On March 13, forty-eight hours after Japan’s Tohoku region was rocked by a catastrophic earthquake, a ferocious tsunami and partial meltdowns at several nuclear power plants in Fukushima, Prime Minister Naoto Kan asked his citizens to unite in the face of “the toughest crisis in Japan’s sixty-five years of postwar history.” Emperor Akihito underscored the gravity of the situation by announcing his “deep concern” for the nation in his first public speech since ascending the throne in 1990. His address brought back sharp memories of his father, Emperor Hirohito, who ended World War II in a famous radio address in August 1945 that asked Japan to “endure the unendurable.”
But even as Japan was reeling from the disaster’s death toll—which is expected to surpass 20,000—and growing increasingly frightened by the crisis at Tokyo Electric Power Company’s nuclear reactor complex, there was growing unease at the lack of straight information from both the government and Tepco, a utility with a troubled history of lies, cover-ups and obfuscation dating back to the late 1960s.

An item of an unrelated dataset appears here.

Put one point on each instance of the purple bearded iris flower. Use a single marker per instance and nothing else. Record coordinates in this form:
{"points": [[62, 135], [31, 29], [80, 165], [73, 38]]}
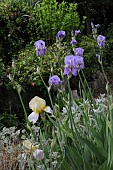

The information gap became an international issue on March 16, when US Nuclear Regulatory Commission chair Gregory Jaczko openly contradicted the Japanese government by declaring that water in one of Tepco’s reactors had boiled away, raising radiation in the area to “extremely high levels.” He recommended evacuation to any Americans within fifty miles of the site—nearly double the evacuation zone announced by the Japanese government (which immediately denied Jaczko’s assertions). The New York Times piled on the next day with a major article that pilloried the Kan government. “Never has postwar Japan needed strong, assertive leadership more—and never has its weak, rudderless system of governing been so clearly exposed,” the reporters declared.
To be sure, Tokyo’s response to the disaster has been erratic, and the paucity of information about Fukushima was one of the first complaints I heard about the situation from my friends in Japan. But much of the criticism poured on Japan has obscured the many ways its political system has shifted since a 2009 political earthquake, when the ruling Liberal Democratic Party (LDP) was swept out of power for the first time in fifty years. The changes, particularly to people who remember the government’s pathetic response to the 1995 earthquake in Kobe, which killed nearly 6,500, have been striking.
Back then, “the central government was paralyzed, and the city, prefectural, and national police, fire brigades, water authorities, highway authorities, and Self-Defense Forces were shown to be unreliable,” the Australian historian Gavan McCormack wrote in his seminal 1996 book The Emptiness of Japanese Affluence. McCormack, who has lived in Japan for decades, documented that only twenty of sixty-two offers of foreign assistance were accepted; a US offer to dispatch an aircraft carrier as a floating refugee camp was refused; foreign doctors were initially rejected because they lacked proper registration; and “sniffer” dogs that could have been searching for victims were held for days in airport quarantine. Japan’s bureaucratic response was “cold and more concerned with the preservation of its own control” than with humanitarian relief, McCormack concluded.